楽園の炎
ナスル姫の部屋の前で、憂杏は立ち止まった。

「一応、お前が先に様子を見てくれよ。いきなり入ったら、さすがに失礼だしな」

必要以上にきょろきょろと辺りを見回す朱夏に言い、憂杏は扉を指す。
憂杏よりも、朱夏のほうが緊張しているようだ。
幸い、部屋の前には兵士もいない。

朱夏が扉を叩こうとしたちょうどそのとき、内側から扉が開いた。

「あ、失礼しました」

中から出てきた侍女が、頭を下げる。
朱夏もよく知る、ナスル姫付きの侍女だ。

「あの、ナスル姫様の様子は、いかがですか? お見舞いに伺っても、大丈夫かしら」

朱夏の質問に、侍女はにこりと笑顔になった。
口の前で人差し指を立て、そっと扉を大きく開く。

「お休みですけど、大丈夫ですよ。
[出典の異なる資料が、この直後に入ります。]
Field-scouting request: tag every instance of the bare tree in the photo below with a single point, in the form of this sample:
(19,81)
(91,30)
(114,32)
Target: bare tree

どうぞ。憂杏さんも」

侍女はあっさりと、憂杏も招き入れた。
ナスル姫付きで、憂杏のことも知っているのだろう。

憂杏はちょっと迷ったが、朱夏と一緒に部屋に入った。
入れ替わりに、侍女は出て行く。
中には他に、人はいなかった。

朱夏は足音に気をつけて、奥の寝台に歩み寄った。
薄い天蓋をそっとめくると、ナスル姫が横たわっている。

朱夏はまじまじと、ナスル姫の寝顔を眺めた。
額に手を当てなくても、少し紅潮した頬が、熱のあることを物語っている。

それにしても本当に、何と可愛い姫君だろう。
布団にくるまって眠るナスル姫は、さながら下界に降りてきた妖精のようだ。